Research on the interrelatedness of psychotherapy and religion or spirituality has been relatively sparse historically, but in the last decade or so, it has received greater interest, particularly as it relates to multiculturalism. In a study conducted by Post & Wade (2009), several interesting findings about the differences between therapists and their clients were found. First, most therapists overall were found to have significantly less personal identification with being religious or spiritual than their clients and had very little training in counseling around spiritual issues, yet for the most part, they saw their clients’ religious beliefs or practices as a positive addition to their mental health. However, the belief systems outside of the more traditional western religions, i.e. the Judeo-Christian tradition, were more often seen as being tied to some pathology. Eastern religions, Islam and Native American faiths would be typical examples of such misunderstandings.
As this study continues to point out, the pluralistic approach, that is, the broader willingness to be open to and accepting of all faiths, even those unknown to us, is perhaps the most effective and ethical stance we can have with clients.
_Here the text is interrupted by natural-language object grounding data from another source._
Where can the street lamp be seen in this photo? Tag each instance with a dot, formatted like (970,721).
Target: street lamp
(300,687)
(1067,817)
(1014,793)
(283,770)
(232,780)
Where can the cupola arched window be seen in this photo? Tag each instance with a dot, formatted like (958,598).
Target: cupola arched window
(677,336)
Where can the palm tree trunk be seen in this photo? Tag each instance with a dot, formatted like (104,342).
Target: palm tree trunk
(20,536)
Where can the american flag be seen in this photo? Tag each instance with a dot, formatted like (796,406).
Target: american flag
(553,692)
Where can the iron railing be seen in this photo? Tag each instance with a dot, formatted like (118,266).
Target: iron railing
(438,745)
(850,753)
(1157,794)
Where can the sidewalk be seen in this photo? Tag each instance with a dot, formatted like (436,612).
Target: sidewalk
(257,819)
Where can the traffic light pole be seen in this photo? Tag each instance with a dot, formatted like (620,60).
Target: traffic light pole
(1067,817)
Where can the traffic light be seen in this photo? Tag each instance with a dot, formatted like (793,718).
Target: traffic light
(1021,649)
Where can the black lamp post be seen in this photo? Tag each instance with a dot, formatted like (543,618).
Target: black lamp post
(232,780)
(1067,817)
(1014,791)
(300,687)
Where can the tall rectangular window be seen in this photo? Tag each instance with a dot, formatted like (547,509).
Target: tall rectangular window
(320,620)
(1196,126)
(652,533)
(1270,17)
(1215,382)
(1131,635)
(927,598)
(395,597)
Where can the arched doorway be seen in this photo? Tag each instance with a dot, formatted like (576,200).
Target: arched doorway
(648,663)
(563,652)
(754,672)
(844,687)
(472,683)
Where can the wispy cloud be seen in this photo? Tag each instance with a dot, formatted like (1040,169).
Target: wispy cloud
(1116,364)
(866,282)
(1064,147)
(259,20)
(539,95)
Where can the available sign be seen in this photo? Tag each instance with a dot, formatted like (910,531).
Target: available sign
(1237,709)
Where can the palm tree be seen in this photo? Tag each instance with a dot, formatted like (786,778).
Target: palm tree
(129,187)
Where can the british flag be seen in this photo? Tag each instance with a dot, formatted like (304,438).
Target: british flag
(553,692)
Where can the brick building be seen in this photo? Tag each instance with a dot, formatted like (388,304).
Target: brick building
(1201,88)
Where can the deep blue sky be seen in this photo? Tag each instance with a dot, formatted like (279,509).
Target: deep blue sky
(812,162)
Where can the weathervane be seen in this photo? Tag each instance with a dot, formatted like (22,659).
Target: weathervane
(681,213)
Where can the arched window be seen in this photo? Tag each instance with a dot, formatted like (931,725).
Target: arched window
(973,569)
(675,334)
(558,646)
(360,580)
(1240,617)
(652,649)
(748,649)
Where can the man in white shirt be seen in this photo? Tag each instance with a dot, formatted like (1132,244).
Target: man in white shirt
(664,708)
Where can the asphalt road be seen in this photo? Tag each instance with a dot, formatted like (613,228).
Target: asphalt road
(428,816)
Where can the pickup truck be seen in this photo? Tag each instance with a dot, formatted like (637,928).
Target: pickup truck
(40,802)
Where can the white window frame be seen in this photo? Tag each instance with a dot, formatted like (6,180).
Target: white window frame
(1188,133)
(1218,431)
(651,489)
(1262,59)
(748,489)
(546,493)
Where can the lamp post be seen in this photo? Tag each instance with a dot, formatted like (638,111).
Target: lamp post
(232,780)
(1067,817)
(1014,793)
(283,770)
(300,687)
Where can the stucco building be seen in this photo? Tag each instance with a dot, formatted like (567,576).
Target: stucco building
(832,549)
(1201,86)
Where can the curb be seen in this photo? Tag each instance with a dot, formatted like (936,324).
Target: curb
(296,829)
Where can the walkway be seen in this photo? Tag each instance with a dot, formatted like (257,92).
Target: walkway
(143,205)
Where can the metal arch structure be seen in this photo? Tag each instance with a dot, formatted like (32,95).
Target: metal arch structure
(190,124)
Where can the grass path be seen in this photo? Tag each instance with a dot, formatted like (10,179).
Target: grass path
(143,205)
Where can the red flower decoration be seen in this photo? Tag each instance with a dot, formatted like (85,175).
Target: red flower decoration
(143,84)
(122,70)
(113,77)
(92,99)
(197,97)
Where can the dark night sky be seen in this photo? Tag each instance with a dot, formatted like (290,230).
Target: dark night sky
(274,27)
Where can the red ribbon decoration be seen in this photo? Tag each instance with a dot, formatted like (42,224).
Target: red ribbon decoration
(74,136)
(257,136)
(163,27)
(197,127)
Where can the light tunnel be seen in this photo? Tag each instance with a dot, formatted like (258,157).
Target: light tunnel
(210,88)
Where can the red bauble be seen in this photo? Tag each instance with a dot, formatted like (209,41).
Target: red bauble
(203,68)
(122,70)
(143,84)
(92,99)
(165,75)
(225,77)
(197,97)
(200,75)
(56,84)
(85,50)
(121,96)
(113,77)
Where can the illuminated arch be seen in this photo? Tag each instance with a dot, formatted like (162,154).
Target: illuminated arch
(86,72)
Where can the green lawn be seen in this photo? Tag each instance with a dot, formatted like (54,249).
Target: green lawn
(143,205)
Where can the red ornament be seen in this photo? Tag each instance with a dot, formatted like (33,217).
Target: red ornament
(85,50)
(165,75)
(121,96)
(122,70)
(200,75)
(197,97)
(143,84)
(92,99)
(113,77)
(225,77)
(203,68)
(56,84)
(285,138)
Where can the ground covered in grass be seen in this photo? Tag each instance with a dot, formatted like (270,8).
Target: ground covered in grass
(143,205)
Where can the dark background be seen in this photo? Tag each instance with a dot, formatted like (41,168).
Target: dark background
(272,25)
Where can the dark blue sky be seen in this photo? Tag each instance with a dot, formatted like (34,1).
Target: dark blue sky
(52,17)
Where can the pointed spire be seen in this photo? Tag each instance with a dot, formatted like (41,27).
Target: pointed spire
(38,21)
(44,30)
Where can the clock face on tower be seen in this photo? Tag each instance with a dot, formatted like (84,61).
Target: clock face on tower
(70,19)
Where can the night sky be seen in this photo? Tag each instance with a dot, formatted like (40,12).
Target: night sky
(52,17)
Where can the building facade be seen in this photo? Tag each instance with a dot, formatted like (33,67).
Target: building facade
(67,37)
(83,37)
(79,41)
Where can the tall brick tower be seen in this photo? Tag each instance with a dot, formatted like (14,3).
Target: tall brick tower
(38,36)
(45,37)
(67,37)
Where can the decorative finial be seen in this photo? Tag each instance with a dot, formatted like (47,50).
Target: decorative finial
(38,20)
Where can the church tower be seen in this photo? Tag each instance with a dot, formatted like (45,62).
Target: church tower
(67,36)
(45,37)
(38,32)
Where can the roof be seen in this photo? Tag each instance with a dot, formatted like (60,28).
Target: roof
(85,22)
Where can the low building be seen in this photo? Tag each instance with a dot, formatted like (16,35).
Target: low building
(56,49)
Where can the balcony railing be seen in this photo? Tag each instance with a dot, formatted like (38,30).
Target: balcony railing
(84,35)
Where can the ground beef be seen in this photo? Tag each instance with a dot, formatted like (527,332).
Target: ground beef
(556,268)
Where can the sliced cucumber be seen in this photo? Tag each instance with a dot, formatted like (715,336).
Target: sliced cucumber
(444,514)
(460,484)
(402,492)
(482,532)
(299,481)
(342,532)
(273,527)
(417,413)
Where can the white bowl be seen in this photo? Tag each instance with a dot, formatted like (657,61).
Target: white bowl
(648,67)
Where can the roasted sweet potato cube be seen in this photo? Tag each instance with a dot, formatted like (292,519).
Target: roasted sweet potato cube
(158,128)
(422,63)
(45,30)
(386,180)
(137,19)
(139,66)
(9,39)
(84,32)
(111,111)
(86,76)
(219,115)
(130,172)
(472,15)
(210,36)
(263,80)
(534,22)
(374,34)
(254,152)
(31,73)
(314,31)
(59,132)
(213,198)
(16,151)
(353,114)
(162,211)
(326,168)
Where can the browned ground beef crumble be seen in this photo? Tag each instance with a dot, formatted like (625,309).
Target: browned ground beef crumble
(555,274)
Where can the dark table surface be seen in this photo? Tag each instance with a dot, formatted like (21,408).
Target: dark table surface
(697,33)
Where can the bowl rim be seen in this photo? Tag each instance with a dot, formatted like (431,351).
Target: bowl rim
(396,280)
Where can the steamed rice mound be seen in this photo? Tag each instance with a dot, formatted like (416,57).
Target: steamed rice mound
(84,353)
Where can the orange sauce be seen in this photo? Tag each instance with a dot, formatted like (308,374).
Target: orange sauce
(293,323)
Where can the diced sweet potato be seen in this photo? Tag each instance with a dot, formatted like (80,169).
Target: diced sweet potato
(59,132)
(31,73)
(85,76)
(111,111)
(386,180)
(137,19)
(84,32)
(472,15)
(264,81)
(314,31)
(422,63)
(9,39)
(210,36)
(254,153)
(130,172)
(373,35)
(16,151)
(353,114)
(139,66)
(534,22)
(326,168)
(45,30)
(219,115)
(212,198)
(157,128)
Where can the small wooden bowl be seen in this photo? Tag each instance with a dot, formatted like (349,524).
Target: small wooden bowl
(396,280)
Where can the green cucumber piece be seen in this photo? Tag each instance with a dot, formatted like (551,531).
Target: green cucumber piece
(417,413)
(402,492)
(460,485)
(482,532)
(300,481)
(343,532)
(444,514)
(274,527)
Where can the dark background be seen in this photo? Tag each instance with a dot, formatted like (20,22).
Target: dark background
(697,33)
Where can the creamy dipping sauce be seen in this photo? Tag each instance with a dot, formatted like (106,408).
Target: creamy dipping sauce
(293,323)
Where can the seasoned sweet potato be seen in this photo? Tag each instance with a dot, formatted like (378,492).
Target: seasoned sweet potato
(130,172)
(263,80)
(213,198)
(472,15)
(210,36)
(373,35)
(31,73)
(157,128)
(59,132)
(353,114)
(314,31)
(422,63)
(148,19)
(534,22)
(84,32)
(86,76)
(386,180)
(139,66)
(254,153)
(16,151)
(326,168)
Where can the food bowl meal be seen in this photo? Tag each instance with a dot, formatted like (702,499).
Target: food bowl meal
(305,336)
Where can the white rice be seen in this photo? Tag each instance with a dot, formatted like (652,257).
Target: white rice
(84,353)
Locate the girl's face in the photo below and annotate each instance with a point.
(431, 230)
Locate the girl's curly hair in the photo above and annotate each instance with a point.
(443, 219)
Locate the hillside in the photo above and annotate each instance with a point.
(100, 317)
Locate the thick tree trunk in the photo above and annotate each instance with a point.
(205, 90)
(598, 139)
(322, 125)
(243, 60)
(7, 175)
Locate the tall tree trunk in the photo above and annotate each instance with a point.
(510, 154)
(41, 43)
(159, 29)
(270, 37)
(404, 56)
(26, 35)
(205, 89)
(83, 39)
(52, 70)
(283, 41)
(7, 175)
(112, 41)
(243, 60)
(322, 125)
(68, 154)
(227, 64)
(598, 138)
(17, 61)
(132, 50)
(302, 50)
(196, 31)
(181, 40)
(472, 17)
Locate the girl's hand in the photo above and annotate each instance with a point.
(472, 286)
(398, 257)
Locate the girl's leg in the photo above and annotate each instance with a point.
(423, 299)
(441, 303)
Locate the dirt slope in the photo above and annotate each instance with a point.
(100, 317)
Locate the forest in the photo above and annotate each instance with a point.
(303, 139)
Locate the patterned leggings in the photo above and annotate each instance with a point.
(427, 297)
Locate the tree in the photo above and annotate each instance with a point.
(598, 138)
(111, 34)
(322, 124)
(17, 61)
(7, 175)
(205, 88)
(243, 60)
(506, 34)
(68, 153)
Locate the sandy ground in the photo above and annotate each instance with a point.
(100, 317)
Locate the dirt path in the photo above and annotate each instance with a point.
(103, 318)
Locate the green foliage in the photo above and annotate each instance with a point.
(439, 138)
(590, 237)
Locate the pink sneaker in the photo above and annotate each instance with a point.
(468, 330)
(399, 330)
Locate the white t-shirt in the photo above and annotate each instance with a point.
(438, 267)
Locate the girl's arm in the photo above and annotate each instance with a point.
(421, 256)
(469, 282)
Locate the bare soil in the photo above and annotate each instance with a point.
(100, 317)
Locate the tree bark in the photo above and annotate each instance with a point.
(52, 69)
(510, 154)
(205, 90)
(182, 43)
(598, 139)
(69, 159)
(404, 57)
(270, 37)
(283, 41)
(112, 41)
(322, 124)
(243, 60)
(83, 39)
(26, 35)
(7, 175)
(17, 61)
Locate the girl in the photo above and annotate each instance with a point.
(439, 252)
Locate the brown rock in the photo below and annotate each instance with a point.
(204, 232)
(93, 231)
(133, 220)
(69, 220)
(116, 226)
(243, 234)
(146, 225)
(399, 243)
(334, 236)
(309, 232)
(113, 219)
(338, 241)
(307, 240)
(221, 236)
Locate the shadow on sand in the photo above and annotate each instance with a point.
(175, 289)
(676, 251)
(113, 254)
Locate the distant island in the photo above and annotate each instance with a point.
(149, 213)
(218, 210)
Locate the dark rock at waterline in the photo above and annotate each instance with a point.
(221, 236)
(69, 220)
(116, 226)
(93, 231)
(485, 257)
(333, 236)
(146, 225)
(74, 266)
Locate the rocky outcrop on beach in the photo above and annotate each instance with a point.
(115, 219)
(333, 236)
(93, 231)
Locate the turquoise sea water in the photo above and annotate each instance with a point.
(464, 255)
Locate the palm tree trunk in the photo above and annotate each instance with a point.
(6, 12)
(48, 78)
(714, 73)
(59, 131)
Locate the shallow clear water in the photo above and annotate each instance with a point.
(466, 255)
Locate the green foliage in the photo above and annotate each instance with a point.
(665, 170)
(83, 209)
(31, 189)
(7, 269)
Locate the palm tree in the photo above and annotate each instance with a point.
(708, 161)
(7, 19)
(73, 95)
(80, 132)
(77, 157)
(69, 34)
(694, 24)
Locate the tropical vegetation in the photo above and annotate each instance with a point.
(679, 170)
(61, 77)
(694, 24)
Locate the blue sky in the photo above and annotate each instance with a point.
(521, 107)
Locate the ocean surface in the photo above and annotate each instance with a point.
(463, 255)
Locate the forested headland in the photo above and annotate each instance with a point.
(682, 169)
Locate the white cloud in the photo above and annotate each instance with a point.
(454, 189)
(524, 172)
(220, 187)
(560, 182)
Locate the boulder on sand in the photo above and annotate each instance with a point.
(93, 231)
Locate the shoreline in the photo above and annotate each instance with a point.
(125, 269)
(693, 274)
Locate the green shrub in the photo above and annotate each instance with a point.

The key danger in not taking such a position is to fall into the trap of trying, consciously or subconsciously, to make clients become more like ourselves. It is not wise, particularly in therapy, to impose our beliefs on someone else, especially to those who are more vulnerable.
There are those counselors who identify themselves as Christian counselors (or other faiths), who use such spiritual tools as scripture readings and prayers within the context of doing therapy. If this is understood and agreed to by the client prior to implementing these practices, it can be a powerful tool, which may reach into the deeper spiritual needs of the client. If handled with care and respect for the client’s perspective, without judgment, this can truly be an enriching process.
Respect-Focused Therapy (RFT) is a foundation on which all modalities and techniques used in therapy can be strongly grounded, in order to produce sound, effective outcomes. This approach offers clients the opportunity to gain experiential understanding of being respected, possibly for the first time, from the therapeutic relationship and then be able to heal old wounds by creating more respect for self and others in the therapeutic process.